The public and journalists are right suspicious of secrecy. What have you got to hide, they ask.

Not only that, journalists give extra weight to material they have obtained from leaks or obtained exclusively. This is what your government did not want you to know, they splash across the news pages.

The owner of The Times, London, Lord Northcliffe, once famously said, “News is what somebody somewhere wants to suppress; all the rest is advertising.”

He has certainly been proved right in Britain in the past month.

People rightly feel demeaned when the Government says it is in their interests that they do not get to know how decisions are made or that it is in their interests not to have access to information their taxes paid for.

Examples abound. Just this week the Victorian bushfire inquiry unearthed well-thought-out response plans for major disasters which government felt the public should not know about because it might cause panic.

Every year Governments at all levels in Australia make major policy decisions as part of the secret Budget process. But there is little need for Budget secrecy in these days of open markets and free currency trade.

Fewer Budget policies would come unstuck if they had been made in a more open process.

Journalistic culture would change with more open government. More policy debate on the merits would get a run with greater prominence. It would replace the childish triumphalism of: “Look, I got a leaked document. Something must be bad. Let’s splash it over Page 1 anyway, even if it does not in fact amount to much.”

And the bushfire inquiry is revealing how damaging all this media management is. Governments in the past two decades have increasingly required all media comment for the public be made through the minister or some authorised person.
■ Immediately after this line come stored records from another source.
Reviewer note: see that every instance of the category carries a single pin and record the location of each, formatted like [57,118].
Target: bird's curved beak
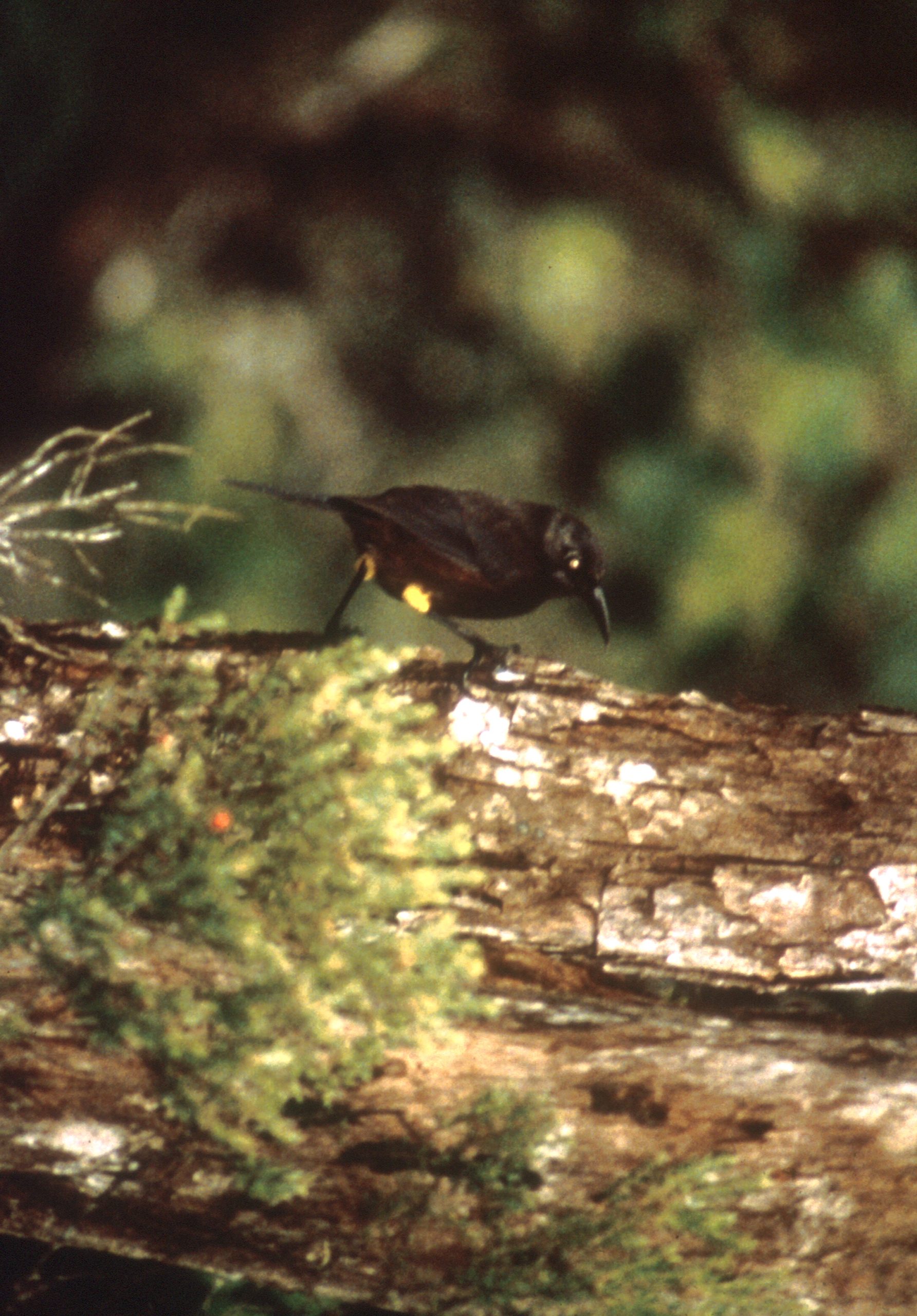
[599,610]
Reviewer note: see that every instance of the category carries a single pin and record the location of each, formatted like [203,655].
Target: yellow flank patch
[416,598]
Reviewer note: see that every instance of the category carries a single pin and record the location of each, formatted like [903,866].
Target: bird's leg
[483,650]
[333,629]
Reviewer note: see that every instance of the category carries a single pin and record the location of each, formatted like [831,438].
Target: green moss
[239,920]
[665,1239]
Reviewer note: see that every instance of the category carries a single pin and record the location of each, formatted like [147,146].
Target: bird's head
[578,565]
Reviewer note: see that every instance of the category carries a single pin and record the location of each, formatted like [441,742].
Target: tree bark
[702,923]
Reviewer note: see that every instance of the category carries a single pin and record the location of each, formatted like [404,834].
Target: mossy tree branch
[700,924]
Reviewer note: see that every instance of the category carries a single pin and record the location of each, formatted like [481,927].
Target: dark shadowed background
[653,261]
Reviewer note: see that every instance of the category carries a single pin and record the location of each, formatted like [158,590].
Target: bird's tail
[287,495]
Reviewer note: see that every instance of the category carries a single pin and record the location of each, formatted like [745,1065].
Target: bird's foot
[491,659]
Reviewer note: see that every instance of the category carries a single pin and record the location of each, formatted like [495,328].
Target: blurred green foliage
[650,260]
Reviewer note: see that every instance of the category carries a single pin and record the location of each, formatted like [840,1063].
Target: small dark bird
[458,553]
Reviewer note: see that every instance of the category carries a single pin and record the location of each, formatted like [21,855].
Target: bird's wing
[473,532]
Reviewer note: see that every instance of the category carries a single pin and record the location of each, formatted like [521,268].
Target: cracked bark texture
[703,925]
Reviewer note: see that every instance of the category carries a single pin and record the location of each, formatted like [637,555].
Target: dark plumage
[458,553]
So a fire expert is allowed to warn electricity authorities their poles are in danger, but cannot tell the media that the people are in danger.

Governments should start balancing the benefits of open government against the cost of closed government. Secrecy at best delays embarrassing information getting out, and when it does come out it is more damaging than if released routinely.

If the government gets more mature about its information policy, who knows, the media might get more mature in reporting politics.